I think it’s still tied to character, but not in a cartoonish way – shining superheroes vs. dastardly supervillains (though there are individuals who closely resemble each). Everyone has various weaknesses and temptations, not to mention the capacity for self-delusion – to think about an evil act in a more benign way, rationalizing it. The ability to fight rationalizations and temptations, and recognize them before they take root and become mental habits, is an essential part of having a stronger character. The success may be mixed. It’s usually not as simple as thinking of character having two settings: pure good or pure evil.

So the question ‘Why do Good People Do Bad Things?’ still brings you back to the point on what the authors here mean by a ‘good person’ (or a ‘bad person’). Good people may do bad things, but they also do good things? They do certain kinds of bad things but not other kinds? They do bad things from a good motive that they sincerely feel minimizes the bad or makes it a grudging ‘necessary evil’ rather than something undertaken with supervillainish glee? (But so much destruction and evil have stemmed from well-intentioned policies, ideological principles and motives.) They operate out of ignorance more than cold calculation? (A line from the article: (“and if we want to attack fraud, we have to understand that a lot of fraud is unintentional.”) How ignorant are they? How unintentional is it?

The article ends with some proposals to make people in business environments less susceptible to perpetrating fraud. After listing some proposals the article ends with:

Or, we could just keep saying what we’ve always said — that right is right, and wrong is wrong, and people should know the difference.

Well, shouldn’t they know? That doesn’t mean that people aren’t more susceptible in some situations to committing evil, even outside of their awareness.

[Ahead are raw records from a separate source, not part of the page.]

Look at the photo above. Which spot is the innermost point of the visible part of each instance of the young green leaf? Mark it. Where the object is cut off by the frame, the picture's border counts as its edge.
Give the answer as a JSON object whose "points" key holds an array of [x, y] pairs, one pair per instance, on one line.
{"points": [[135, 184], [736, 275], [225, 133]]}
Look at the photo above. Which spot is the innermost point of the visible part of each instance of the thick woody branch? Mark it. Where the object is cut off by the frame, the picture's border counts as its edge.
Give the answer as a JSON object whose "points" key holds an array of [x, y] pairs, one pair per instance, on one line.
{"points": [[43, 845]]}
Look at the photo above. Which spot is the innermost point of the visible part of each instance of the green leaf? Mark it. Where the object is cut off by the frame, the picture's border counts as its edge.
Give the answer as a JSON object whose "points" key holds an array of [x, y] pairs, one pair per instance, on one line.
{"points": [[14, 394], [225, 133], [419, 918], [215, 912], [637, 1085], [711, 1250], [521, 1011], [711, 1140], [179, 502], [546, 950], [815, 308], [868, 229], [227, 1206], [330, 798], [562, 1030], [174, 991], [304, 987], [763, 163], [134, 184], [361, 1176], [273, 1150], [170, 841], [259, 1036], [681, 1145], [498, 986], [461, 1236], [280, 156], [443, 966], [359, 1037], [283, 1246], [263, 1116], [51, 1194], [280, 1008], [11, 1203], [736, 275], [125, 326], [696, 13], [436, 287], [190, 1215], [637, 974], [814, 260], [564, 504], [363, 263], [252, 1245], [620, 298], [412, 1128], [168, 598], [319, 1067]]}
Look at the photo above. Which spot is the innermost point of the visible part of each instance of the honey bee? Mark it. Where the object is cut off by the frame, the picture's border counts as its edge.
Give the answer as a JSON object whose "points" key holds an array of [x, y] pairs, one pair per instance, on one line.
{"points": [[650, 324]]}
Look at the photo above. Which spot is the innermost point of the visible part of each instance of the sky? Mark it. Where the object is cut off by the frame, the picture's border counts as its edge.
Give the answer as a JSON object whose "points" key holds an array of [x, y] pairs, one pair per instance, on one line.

Developing awareness of those susceptibilities and temptations, developing the discernment to see them even when they seem to slip unknowingly into one’s behavior (including when they’re in the guise of good deeds), and rectifying their ill effects as soon as possible are all at the heart of having a good character.

2) Wearing Two Different Hats: Moral Decisions May Depend on the Situation

“We find that people tend to make decisions that may conflict with their morals when they are overwhelmed, or when they are just doing routine tasks without thinking of the consequences,” Leavitt said. “We tend to play out a script as if our role has already been written. So the bottom line is, slow down and think about the consequences when making an ethical decision.”

The scripts can be different depending on the role we’re playing (are we thinking like a medic or a soldier?) More on this research here.